Example 2: one event, many listeners

This is where the pattern earns its keep. When the world clock ticks over to a new day, a dozen systems need to react — and the day/night node doesn't want to know about any of them.

# daynight.gd
func _advance_day() -> void:
    _day += 1
    Events.day_started.emit(_day)
# fire.gd — drain ramps up each day
func _on_day_started(day: int) -> void:
    _daily_drain = Balance.BASE_DRAIN + Balance.DAILY_INCREMENT * (day - 1)
 
# spawner.gd — regenerate the deterministic stick field
func _on_day_started(day: int) -> void:
    _reseed(GameState.run_seed + day)
 
# ui.gd — show the day counter
func _on_day_started(day: int) -> void:
    day_label.text = "Day %d" % day

Adding a new system that reacts to dawn means writing one connect line in that system. You never touch daynight.gd again. That's the whole pitch: new listeners are additive, not invasive.

Example 3: pulling state without coupling (the save system)

Saving is the trickiest case, because the save system needs data from everyone. Instead of importing every state holder, it broadcasts a mutable dictionary and lets each system fill in its own slice:

# game_state.gd (save system)
func snapshot_session() -> Dictionary:
    var snapshot := {}
    Events.session_snapshot_requested.emit(snapshot)
    return snapshot
# fire.gd
func _on_session_snapshot_requested(snapshot: Dictionary) -> void:
    snapshot["fire_fuel"] = _fuel
 
# player.gd
func _on_session_snapshot_requested(snapshot: Dictionary) -> void:
    snapshot["player_pos"] = global_position

The save system never imports the fire or the player. It asks the room "everyone, write down your state," and the dictionary comes back full. (Signal callbacks run synchronously in emit order, so by the time emit returns, the dictionary is complete — which is exactly what you want here.)

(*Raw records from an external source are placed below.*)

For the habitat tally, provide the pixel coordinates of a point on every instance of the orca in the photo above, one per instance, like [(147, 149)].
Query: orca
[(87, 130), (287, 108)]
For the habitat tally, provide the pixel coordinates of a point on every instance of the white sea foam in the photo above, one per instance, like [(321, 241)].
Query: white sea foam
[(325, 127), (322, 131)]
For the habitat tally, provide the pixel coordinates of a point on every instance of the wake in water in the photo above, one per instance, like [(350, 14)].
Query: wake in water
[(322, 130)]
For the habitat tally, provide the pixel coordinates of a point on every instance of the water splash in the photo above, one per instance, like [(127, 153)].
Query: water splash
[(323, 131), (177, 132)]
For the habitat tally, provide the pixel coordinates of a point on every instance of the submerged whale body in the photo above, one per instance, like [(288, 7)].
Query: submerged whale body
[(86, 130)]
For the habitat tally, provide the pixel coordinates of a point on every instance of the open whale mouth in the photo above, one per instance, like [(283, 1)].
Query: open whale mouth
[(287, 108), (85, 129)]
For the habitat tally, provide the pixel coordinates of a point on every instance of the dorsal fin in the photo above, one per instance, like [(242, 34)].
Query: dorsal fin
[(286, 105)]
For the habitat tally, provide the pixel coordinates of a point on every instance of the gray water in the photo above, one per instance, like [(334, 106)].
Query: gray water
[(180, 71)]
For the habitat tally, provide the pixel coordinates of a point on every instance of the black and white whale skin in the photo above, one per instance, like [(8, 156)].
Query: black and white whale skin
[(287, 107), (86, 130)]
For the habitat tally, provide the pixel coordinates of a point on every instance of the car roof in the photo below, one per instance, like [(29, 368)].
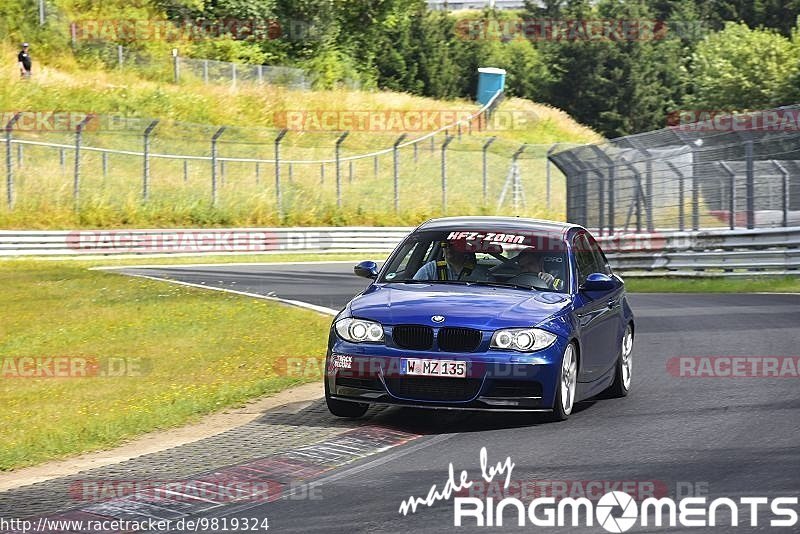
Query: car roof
[(499, 223)]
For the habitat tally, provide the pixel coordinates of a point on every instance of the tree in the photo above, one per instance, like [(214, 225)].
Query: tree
[(740, 68)]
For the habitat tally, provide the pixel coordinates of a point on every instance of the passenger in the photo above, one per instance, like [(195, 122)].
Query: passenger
[(457, 265), (531, 269)]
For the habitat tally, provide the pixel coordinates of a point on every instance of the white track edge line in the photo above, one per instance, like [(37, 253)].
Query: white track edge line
[(297, 303)]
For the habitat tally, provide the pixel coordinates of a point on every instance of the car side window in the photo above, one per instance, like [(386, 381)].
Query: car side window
[(599, 257), (585, 258)]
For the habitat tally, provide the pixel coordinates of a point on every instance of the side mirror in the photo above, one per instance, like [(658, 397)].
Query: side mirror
[(598, 282), (367, 269)]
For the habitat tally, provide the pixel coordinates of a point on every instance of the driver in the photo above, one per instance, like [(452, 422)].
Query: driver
[(458, 264), (531, 266)]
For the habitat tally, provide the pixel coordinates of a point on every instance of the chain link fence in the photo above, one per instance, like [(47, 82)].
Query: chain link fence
[(110, 163), (732, 171)]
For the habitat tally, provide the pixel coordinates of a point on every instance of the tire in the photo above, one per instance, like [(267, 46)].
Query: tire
[(622, 376), (567, 385), (339, 408)]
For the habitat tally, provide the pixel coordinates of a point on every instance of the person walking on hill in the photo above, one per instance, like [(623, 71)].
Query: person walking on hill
[(24, 60)]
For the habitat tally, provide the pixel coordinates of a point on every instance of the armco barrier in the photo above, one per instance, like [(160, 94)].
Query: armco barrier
[(700, 253)]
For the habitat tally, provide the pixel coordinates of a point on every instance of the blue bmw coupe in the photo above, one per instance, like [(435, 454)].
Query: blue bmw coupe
[(483, 313)]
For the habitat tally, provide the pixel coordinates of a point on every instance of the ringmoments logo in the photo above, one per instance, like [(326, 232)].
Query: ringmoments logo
[(615, 511)]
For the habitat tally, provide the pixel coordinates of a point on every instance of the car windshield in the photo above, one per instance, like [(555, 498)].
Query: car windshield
[(518, 259)]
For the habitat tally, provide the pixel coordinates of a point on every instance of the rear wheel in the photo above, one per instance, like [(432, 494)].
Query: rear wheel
[(344, 408), (567, 383), (622, 379)]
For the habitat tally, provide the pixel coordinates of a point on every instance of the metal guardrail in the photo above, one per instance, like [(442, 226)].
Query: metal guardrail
[(701, 253)]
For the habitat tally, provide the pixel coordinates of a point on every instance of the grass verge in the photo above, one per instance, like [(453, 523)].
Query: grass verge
[(182, 352), (783, 284)]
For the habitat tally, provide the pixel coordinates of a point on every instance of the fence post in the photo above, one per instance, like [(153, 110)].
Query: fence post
[(278, 194), (76, 184), (214, 139), (750, 184), (176, 66), (338, 150), (396, 172), (485, 149), (9, 163), (516, 186), (447, 141), (146, 153), (732, 195), (785, 191), (547, 172), (681, 195)]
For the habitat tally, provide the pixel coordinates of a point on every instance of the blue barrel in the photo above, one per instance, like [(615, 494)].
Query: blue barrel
[(490, 80)]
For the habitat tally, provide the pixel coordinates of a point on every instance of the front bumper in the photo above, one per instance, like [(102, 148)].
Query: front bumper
[(496, 380)]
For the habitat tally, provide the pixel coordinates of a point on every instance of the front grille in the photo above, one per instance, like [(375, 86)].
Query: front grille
[(459, 339), (433, 388), (515, 388), (413, 337)]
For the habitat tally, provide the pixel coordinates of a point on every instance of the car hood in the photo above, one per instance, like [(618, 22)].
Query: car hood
[(480, 307)]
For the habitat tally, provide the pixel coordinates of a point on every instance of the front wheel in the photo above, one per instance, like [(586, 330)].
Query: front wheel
[(622, 378), (567, 383), (339, 408)]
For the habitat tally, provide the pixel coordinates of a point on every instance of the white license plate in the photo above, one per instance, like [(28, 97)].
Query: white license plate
[(449, 368)]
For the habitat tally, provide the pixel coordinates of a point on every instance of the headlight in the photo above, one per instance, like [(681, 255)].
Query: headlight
[(359, 330), (522, 339)]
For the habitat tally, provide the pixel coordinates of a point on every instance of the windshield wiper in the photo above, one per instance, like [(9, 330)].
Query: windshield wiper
[(505, 284), (412, 281)]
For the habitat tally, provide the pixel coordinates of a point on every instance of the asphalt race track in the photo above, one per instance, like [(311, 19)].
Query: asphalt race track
[(711, 436)]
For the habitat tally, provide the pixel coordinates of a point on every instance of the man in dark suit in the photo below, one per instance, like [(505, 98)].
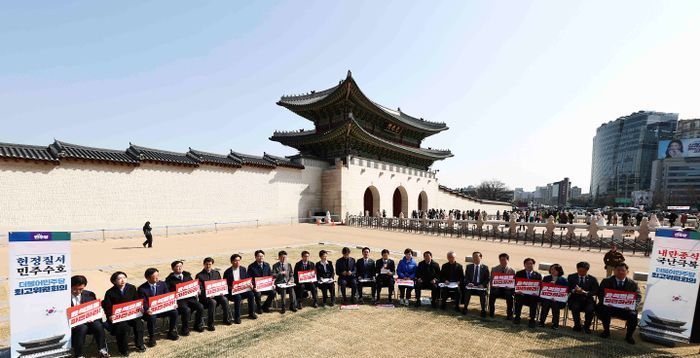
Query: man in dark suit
[(122, 292), (325, 275), (501, 292), (427, 277), (154, 287), (346, 270), (207, 274), (284, 275), (583, 288), (302, 288), (476, 280), (234, 273), (451, 273), (366, 272), (526, 300), (385, 268), (185, 306), (260, 268), (618, 281), (80, 295)]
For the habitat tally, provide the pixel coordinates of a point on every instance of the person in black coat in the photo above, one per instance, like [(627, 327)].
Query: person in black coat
[(583, 288), (302, 288), (234, 273), (476, 280), (207, 274), (427, 277), (80, 295), (260, 268), (385, 268), (185, 306), (147, 229), (122, 292), (556, 276), (346, 269), (618, 281), (326, 276), (366, 273), (451, 272), (154, 287), (526, 300)]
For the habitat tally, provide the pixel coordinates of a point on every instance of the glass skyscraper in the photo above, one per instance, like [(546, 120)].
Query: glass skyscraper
[(623, 151)]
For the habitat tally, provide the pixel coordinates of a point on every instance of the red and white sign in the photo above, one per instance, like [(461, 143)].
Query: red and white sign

What it costs (the honest part)

The signal bus is not free, and anyone who tells you otherwise hasn't shipped with one. The real trade-offs:

  • Discoverability drops. "Who actually handles feed_requested?" has no answer from the call site — you have to grep. We mitigate this by keeping every signal in one file with a comment grouping, so Events.gd doubles as a map of the whole game's communication.
  • No compile-time safety on connections. Misspell a handler or change a signal's arguments and you find out at runtime. Static typing on the signal parameters helps; tests on the critical buses help more.
  • Ordering can bite you. If two systems must react to the same signal in a specific order, the bus won't guarantee it. When order matters, that's a smell — usually it means one of those reactions should be a fact emitted by the other, not a second listener on the same intent.
  • It's easy to over-bus. Not everything deserves a global signal. A node talking to its own child should just call the child. We reserve the bus for cross-system communication.

Why it was worth it

The payoff shows up when you refactor. We've moved the fire around the scene tree, rebuilt the HUD twice, and bolted on systems the original design never anticipated — and none of it required touching the systems those changes talked to, because they were never talking directly in the first place. The fire emits that its fuel changed; whoever cares, cares. That decoupling is the same design instinct behind the whole game: systems that reinforce one idea without stepping on each other.

If you're building anything with more than a couple of interacting systems in Godot 4, a signal bus is the cheapest architecture decision you can make early and the most expensive one to retrofit late. Start the autoload now.